What changed? What makes the pieces of paper into bad money, when before they were good money? Especially since the government would never ever allow you to exchange your paper money for gold, even back when the gold really existed.

Back when we still pretended to be on the gold standard there was no free market for gold. Yes, it was illegal for American citizens to own gold except jewelry. That’s because, when the value of the dollar is related to the supply of gold, the government must control the gold market to control the currency. What, you think they’re going to have paper gold certificates and not control the value of gold? Of course not.

But now that we’ve given up the fiction that the price of gold and the value of the dollar have any fixed relationship, you are free to go to any coin shop, and give them your worthless federal reserve notes and walk out with gold coins jingling in your pocket. You don’t have to worry about inflation or currency manipulation or bankers, you’ve got gold coins in your possession. Yes, when it’s time to pay your taxes you’ll have to use some gold coins to buy the exact amount of dollars you need to send to Uncle Sam (check the note, whose picture is on it? Then render to George Washington that which belongs to George Washington).

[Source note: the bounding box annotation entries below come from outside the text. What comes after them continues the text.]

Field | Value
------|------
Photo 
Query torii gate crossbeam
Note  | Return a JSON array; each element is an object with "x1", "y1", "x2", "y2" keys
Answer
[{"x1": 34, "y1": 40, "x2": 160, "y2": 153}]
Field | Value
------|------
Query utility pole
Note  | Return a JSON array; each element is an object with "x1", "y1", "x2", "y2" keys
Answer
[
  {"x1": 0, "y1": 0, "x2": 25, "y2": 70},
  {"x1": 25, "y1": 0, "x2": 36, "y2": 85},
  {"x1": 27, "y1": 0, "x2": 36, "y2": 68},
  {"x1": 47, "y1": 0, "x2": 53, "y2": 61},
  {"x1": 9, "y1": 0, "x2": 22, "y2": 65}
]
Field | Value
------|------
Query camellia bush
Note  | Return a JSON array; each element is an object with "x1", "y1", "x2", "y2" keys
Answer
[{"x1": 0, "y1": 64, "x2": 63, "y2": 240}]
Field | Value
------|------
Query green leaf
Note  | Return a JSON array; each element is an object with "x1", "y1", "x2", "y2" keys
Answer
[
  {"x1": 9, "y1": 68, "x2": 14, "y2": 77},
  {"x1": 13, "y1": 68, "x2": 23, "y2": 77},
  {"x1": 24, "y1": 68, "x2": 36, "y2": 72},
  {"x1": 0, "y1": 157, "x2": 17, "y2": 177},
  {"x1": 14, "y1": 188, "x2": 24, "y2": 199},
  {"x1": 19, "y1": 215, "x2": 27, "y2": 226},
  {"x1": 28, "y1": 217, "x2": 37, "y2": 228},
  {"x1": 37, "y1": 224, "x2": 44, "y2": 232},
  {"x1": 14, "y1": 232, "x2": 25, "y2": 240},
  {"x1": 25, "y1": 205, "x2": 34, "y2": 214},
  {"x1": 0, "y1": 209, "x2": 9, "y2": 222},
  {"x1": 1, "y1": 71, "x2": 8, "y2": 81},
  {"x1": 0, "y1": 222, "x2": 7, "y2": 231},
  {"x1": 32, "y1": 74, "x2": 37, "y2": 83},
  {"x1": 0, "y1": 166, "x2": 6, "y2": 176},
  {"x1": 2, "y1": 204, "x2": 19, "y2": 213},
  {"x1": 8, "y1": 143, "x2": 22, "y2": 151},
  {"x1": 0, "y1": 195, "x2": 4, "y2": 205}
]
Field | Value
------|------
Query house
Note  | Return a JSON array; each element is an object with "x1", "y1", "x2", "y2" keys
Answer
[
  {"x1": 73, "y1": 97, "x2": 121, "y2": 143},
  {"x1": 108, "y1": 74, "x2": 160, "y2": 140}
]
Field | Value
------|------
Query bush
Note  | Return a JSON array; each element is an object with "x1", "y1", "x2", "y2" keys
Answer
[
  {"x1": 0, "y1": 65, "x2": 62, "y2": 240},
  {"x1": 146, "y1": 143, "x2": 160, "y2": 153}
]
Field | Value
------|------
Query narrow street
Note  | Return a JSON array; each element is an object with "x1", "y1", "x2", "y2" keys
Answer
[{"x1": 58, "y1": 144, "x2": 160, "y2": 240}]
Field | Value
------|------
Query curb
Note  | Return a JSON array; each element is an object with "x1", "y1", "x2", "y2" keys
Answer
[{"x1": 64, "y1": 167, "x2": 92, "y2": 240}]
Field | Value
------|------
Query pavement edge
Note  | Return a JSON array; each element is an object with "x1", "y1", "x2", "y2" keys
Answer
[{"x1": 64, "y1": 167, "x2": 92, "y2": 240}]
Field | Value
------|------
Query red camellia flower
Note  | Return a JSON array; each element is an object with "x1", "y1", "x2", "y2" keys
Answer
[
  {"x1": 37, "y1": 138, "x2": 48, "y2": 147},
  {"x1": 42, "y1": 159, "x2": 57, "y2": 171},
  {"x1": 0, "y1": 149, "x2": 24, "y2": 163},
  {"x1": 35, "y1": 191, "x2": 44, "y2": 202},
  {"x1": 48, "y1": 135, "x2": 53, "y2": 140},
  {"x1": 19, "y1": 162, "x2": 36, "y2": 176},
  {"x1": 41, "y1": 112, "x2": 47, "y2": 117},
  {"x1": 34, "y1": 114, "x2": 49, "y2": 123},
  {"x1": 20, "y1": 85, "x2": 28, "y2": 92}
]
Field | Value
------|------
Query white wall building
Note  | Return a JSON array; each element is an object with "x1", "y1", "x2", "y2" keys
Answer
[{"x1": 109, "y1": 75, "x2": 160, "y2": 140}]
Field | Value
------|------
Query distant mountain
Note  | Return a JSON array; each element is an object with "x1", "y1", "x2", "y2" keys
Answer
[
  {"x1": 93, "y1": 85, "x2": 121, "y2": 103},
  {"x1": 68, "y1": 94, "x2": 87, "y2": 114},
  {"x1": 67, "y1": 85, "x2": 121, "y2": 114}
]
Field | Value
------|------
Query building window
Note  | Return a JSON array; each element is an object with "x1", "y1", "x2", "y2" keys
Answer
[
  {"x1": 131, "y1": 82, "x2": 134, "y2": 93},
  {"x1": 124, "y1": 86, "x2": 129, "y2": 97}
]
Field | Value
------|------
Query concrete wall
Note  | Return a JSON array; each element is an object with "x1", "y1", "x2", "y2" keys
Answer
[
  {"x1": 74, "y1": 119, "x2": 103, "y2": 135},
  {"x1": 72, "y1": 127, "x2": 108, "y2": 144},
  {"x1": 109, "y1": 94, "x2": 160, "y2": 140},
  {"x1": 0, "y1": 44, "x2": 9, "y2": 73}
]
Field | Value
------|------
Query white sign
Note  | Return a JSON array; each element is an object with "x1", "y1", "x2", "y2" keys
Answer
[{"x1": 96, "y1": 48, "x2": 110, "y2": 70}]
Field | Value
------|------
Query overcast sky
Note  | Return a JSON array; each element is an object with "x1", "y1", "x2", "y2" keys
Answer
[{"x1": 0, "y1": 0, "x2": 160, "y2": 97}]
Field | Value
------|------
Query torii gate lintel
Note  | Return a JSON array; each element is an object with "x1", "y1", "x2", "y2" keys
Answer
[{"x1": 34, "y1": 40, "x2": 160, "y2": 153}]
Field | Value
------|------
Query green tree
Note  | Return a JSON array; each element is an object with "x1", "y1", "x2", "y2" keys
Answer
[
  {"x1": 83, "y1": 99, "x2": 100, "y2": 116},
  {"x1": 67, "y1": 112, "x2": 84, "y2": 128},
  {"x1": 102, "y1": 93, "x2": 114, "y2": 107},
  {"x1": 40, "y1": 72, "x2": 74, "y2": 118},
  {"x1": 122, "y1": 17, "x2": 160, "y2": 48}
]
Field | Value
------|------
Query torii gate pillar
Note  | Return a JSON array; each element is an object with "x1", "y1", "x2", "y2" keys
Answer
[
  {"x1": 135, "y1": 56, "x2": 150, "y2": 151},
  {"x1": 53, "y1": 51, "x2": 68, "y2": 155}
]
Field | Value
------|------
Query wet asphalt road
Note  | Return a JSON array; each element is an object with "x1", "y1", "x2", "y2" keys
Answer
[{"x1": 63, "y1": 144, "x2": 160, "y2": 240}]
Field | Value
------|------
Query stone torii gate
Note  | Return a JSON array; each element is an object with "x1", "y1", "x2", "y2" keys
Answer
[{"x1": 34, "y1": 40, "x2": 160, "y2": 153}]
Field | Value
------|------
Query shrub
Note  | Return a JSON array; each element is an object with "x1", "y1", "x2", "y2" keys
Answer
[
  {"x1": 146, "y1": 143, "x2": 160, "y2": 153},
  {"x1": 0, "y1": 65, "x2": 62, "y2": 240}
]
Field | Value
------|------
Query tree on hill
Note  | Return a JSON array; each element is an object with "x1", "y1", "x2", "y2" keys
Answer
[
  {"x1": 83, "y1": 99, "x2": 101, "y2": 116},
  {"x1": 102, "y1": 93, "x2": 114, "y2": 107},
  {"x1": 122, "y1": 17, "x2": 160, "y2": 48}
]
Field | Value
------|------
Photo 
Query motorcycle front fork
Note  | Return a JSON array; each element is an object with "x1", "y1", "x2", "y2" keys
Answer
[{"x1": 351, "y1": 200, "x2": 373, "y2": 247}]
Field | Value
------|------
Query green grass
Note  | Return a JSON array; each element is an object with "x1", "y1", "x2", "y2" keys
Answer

The only transaction you have to use dollars for is to pay your taxes, or if someone owes you a debt you are legally obligated to accept dollars for the debt. But if you never allow anyone to go into debt to you, then you’re fine and can legally conduct all your business using gold bullion.

“Money” is a concept. An Idea. It is a medium of exchange that allows us to exchange hours of labor for widgets, wheat for oil, tomatoes for cars. If it didn’t exist, it would be necessary to invent it.

So then, since you need a medium of exchange, what do you use? Over time, precious metals became the standard medium, even if other things were still used. And in time, we switched to paper to represent this ‘value’. Now as we progress, even paper is becoming obsolete and we’re just moving electrons around. Not that electrons are now currency, but we’re ‘just keeping score’ so to speak on computers. Money is just numbers kept track of to represent that you have N units available to you, or that you owe. There is no more reason that we should use or go back to using Gold than there is that we should start using strings of beads or big stone wheels. None of those things is ‘money’. They’re just a representation of money, a common illusion agreed to by the participants.

Schrodinger’s gold.

The dollar is backed by the full faith and credit of the United States, which, by it’s Constitution, may not renege on a debt. All of the assets of the US, plus its taxing ability cover the national debt many, many, many time over.

That’s the beauty of it!

:confused: You’re saying the gold is either there or it’s not, but we’ve nothing to worry about until some damn fool collapses the wave function?? :smack: :smiley:

Precisely. Once the vault is opened and it’s contents, if any, assayed, we will discover that there is no or not enough gold there and there will be loss of faith in our government. Or it will all be there and the conspiracy theorists will be driven to the point of saying that the assay was faked, photoshopped, etc. Life is Schrodinger’s Gold.

Chimera:

Really? You don’t think there are basic civilian shipping/logistics companies that have 230 tractor trailers?

Halliburton! :eek:

J. B. Hunt could do it from one dispatch location!

FWIW, I’m told that all the gold in California is in a bank in the middle of Beverly Hills in somebody else’s name.

Thanks for the earworm, punk! :stuck_out_tongue:

Happy to help!

All the gold was used in the fringes on Admiralty flags.